Literasi Lamongan dan Generasi Milenial Kita
Aguk Irawan Mn, seorang novelis kelahiran Lamongan pernah mengutip kebijaksanaan Thomas Bartholin “Literasi tak cuma menafsirkan kenyataan, tapi juga mengubahnya.” Kemudian ia melanjutkan “4 abad yang lampau. Tanpa literasi, Tuhan diam, keadilan terbenam, sains macet, sastra bisu, dan seluruhnya dirundung kegelapan. Karena dengan literasi, kepribadian seseorang, juga sosial bisa terbentuk, dan lantaran literasi pula, peradaban suatu bangsa akan tercipta. Kata-kata itu pula yang sering ia sampaikan saat berhadapan dengan santri-santrinya dalam suatu majlis Ilmu di pesantren yang ia dirikan.

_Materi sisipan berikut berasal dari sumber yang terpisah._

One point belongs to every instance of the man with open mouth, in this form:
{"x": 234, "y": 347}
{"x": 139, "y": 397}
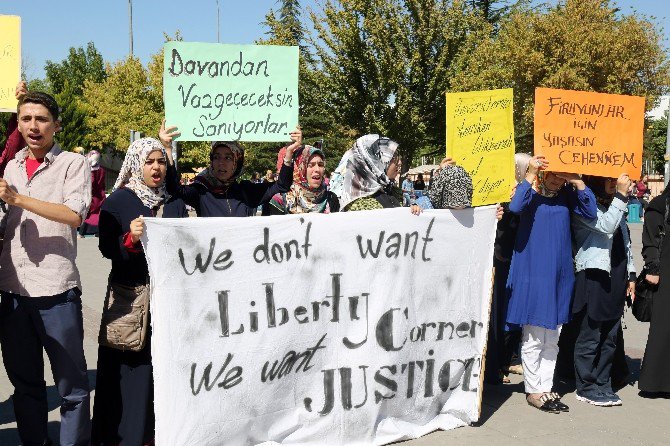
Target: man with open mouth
{"x": 48, "y": 192}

Baitul Kilmah, itulah nama pesantren yang ia dirikan. Jauh sebelum pesantren itu berdiri dan menjadi markas besar para penyair dan sastrawan Yogyakarta yang belajar kepadanya. Juga sesekali terkadang banyak tamu berdatangan dari berbagai daerah, tak luput tamu itu berasal dari daerah Lamongan. Diantara tamu-tamu yang datang itu ada juga dosen-dosen Unisda maupun Unisla yang bersilaturrahim ke Baitul Kilmah untuk bertukar pengalaman dalam dunia literasi.
Pada Mulanya Pesantren yang didirikan Aguk Irawan itu hanyalah sebuah komunitas kecil, segerombolan mahasiswa IAIN Sunan Kalijaga yang serius dan komitmen belajar menerjemah naskah-naskah Arab ke bahasa Indonesia. Lambat laun komunitas kecil yang dikomandani oleh Aguk Irawan itu semakin besar lantaran banyak karya-karya Novelnya yang best seller bahkan diadopsi ke layar lebar.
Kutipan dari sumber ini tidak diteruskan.